---
layout: markdown_page
title: "Joe, a Postgres query optimization bot"
---

## On this page
{:.no_toc}

- TOC
{:toc}
## Resources

Epic: [gl-infra/76](https://gitlab.com/groups/gitlab-com/gl-infra/-/epics/76)

Blueprint: [Postgres query optimization bot to boost backend development process](/handbook/engineering/infrastructure/library/database/postgres/query-optimization-bot/blueprint/)

## Problem Statement and Idea

Any database schema and database-related application code changes need
verification. The verification process can be considered as entirely relevant
and efficient (development process-wise) only when backend engineers can
perform such verification on production-scale data sets and without a DBRE's help.

Until Autumn 2019, at GitLab, performing verification of such changes on production-scale
data sets implied the following problems:

- there is only a single staging environment in GitLab, and
its database size is ~10 times less than production;
- not all backend engineers have access to production (which is typical for any
fast-growing or grown organization) and those who have it, have only limited,
read-only access;
- for engineers with production access, it is not reasonable to verify
heavy queries right on production nodes, due to high risks to affect production
systems performance (and sometimes such verification is impossible at all –
for example, consider any DB schema changes);
- troubleshooting of `INSERT`/`UPDATE`/`DELETE`, `TRUNCATE` and DDL (`ALTER`, `CREATE`, `DROP`) on
production is, obviously, prohibited;
- provisioning of production clone takes significant time and manual efforts and
in case of multiple iterations of change verification are needed,
it becomes incredibly inconvenient, since for each iteration, a new provisioning
is required.

As described in [the Blueprint]((/handbook/engineering/infrastructure/library/database/postgres/query-optimization-bot/blueprint/)), a new approach was proposed: the use of
[Joe bot](https://gitlab.com/postgres-ai/joe) and [Database Lab](https://gitlab.com/postgres-ai/database-lab)
created and maintained by [Postgres.ai](https://postgres.ai).
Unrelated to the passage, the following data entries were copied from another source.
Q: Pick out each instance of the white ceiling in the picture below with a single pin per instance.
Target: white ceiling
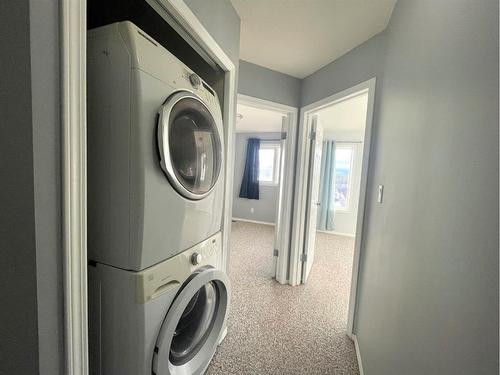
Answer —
(346, 116)
(297, 37)
(256, 120)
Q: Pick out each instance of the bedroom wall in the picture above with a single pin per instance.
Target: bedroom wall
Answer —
(264, 208)
(428, 288)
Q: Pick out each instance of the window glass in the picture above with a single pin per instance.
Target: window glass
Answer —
(343, 171)
(269, 156)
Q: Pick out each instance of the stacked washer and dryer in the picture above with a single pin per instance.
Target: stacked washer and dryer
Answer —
(158, 298)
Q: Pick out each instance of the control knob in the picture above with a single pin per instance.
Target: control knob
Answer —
(195, 259)
(194, 80)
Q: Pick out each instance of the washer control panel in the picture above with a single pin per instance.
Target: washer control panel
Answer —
(170, 274)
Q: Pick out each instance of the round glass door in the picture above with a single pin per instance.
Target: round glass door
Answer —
(194, 325)
(190, 332)
(189, 144)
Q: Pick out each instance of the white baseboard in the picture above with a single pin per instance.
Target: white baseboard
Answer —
(358, 354)
(336, 233)
(253, 221)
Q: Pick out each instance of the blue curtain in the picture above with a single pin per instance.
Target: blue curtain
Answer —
(326, 212)
(250, 183)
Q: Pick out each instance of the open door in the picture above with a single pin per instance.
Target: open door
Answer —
(312, 197)
(278, 230)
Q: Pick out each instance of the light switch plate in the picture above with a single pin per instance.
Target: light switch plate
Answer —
(380, 193)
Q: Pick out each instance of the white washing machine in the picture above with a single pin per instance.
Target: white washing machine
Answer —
(155, 151)
(165, 320)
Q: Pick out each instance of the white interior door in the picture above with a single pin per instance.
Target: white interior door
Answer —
(312, 197)
(278, 230)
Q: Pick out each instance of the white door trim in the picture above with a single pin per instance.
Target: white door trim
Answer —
(73, 101)
(281, 262)
(299, 217)
(73, 32)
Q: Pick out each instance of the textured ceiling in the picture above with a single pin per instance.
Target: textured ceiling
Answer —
(298, 37)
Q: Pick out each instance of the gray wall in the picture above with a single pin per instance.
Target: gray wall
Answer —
(265, 207)
(31, 281)
(263, 83)
(46, 156)
(31, 313)
(18, 284)
(428, 293)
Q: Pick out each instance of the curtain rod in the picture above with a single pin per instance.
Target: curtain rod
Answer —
(343, 141)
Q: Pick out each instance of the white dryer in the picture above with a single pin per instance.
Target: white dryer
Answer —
(155, 151)
(166, 320)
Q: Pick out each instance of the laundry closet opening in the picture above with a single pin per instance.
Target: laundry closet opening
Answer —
(158, 293)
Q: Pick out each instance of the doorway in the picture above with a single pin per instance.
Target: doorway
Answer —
(265, 135)
(334, 149)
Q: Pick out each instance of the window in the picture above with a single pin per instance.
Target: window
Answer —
(269, 163)
(344, 156)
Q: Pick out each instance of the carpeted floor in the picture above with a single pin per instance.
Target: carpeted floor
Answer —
(277, 329)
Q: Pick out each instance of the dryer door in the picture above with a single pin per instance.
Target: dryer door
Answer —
(189, 144)
(193, 325)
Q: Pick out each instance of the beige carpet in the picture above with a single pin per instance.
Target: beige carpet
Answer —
(277, 329)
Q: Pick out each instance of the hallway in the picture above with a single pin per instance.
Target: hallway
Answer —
(276, 329)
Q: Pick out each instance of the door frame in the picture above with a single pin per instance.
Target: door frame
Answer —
(281, 260)
(73, 42)
(301, 183)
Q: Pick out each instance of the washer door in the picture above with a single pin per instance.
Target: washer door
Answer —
(189, 144)
(192, 327)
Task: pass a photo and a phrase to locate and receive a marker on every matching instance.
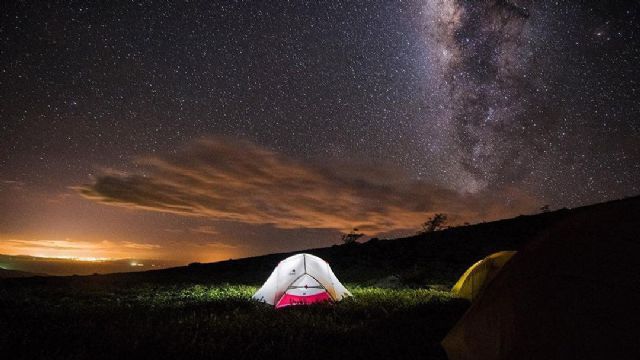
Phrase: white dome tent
(301, 279)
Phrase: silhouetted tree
(435, 223)
(351, 237)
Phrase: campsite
(206, 311)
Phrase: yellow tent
(480, 274)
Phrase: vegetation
(87, 320)
(194, 312)
(351, 237)
(435, 223)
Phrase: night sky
(208, 130)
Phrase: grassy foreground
(85, 320)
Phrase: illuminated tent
(571, 294)
(480, 274)
(301, 279)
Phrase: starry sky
(207, 130)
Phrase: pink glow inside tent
(301, 279)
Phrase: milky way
(514, 103)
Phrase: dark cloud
(232, 180)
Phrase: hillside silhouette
(433, 258)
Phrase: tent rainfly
(301, 279)
(569, 294)
(480, 274)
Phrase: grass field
(81, 319)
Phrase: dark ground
(204, 311)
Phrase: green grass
(82, 319)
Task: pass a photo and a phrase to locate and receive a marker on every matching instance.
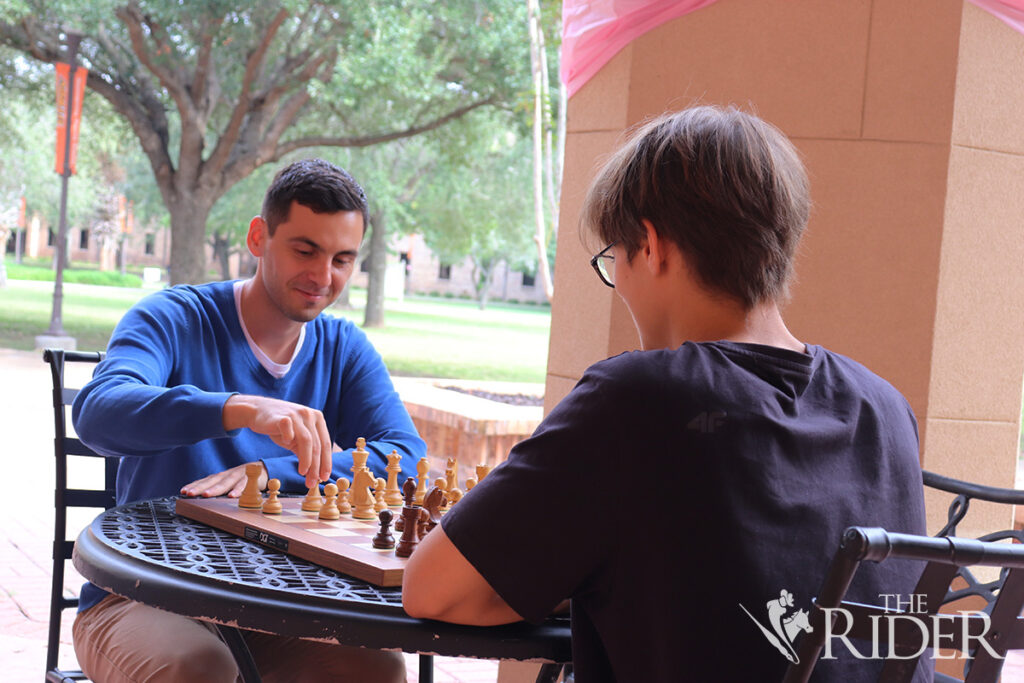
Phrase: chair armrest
(975, 491)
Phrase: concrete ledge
(473, 430)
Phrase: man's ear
(257, 237)
(654, 250)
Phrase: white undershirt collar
(278, 370)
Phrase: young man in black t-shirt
(678, 492)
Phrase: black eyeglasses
(603, 264)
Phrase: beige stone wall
(907, 114)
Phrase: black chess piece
(410, 517)
(384, 540)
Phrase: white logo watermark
(782, 629)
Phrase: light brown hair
(728, 188)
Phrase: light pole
(56, 336)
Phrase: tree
(214, 89)
(546, 172)
(392, 176)
(476, 212)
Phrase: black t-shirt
(674, 489)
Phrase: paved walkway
(26, 528)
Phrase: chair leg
(240, 649)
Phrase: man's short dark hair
(314, 183)
(728, 188)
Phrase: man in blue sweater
(198, 381)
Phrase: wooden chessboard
(343, 545)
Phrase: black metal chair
(947, 579)
(65, 498)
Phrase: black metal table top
(145, 552)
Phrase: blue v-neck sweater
(176, 356)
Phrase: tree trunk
(187, 264)
(222, 254)
(541, 229)
(374, 313)
(481, 281)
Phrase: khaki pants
(122, 641)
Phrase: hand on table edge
(230, 481)
(439, 583)
(299, 428)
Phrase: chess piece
(330, 509)
(421, 523)
(252, 498)
(379, 503)
(359, 457)
(454, 496)
(452, 474)
(442, 484)
(432, 504)
(312, 502)
(363, 500)
(410, 516)
(392, 495)
(272, 505)
(422, 469)
(344, 507)
(384, 540)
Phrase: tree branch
(201, 79)
(133, 22)
(225, 143)
(367, 140)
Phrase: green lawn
(427, 337)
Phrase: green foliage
(327, 74)
(73, 274)
(425, 336)
(480, 206)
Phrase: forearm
(119, 416)
(439, 583)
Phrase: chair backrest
(983, 636)
(65, 497)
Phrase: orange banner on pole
(76, 114)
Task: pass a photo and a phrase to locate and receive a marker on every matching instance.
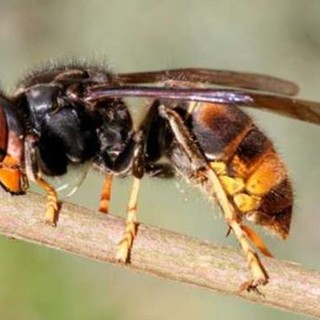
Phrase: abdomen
(251, 172)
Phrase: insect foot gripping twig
(259, 274)
(126, 242)
(52, 206)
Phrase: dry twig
(160, 252)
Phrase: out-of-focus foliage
(266, 36)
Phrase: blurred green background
(279, 38)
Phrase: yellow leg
(130, 232)
(52, 206)
(259, 274)
(106, 194)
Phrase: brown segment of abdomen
(251, 172)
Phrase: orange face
(11, 149)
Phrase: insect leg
(126, 242)
(210, 181)
(106, 194)
(34, 174)
(259, 274)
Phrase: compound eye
(42, 99)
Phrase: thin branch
(160, 252)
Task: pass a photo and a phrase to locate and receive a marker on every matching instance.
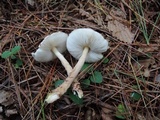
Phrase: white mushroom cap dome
(86, 37)
(55, 40)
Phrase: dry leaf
(120, 31)
(146, 72)
(10, 112)
(158, 78)
(140, 117)
(5, 98)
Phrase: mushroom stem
(76, 85)
(59, 91)
(63, 60)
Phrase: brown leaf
(120, 31)
(6, 98)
The main
ideas behind them are:

- Joe is a Slack bot, working similarly to the current chatops tool,
- Joe talks directly to an independent Postgres instance on ZFS filesystem (thin clone),
containing a database cloned from production (restored from WAL-E/WAL-G archive),
- the bot can provide detailed execution plans to users, without exposing the
data directly,
- the bot can apply any database schema changes such as new index creation,
- thanks to Database Lab and ZFS snapshots and clones, it is possible to revert
all the changes made by users quickly,
including those that Postgres cannot revert itself (such as a committed
transaction that dropped some DB objects),
- moreover, Database Lab uses thin cloning technique to allow having independent
Postgres databases operating on the same machine, so developers working on
micro-optimization tasks do not interfere with each other, while the GCP budgets
are fixed,
- the bot provides additional explanations of the execution plan and suggestions
on query optimization,
- for security reasons, all actions are logged in a special audit log, including
timestamp, action details, and requesting person ID and name.

As a result, with the new tool, any backend developer from the GitLab team is
capable of verifying any SQL query plans on a production-scale database clone,
without having access to production and not waiting for help from SREs or DBREs.
Engineers without in-depth query optimization knowledge also benefit from
optimization bits of advice the bot provides.

## Design

![The architecture of Joe, a Postgres query optimization bot](joe_with_control_instance.png){: .shadow}

### User Interface

#### Slack

Users (backend developers and DBREs) interact with a production database clone
using Slack. They can execute queries and get execution plans with performance
metrics without direct access to the data.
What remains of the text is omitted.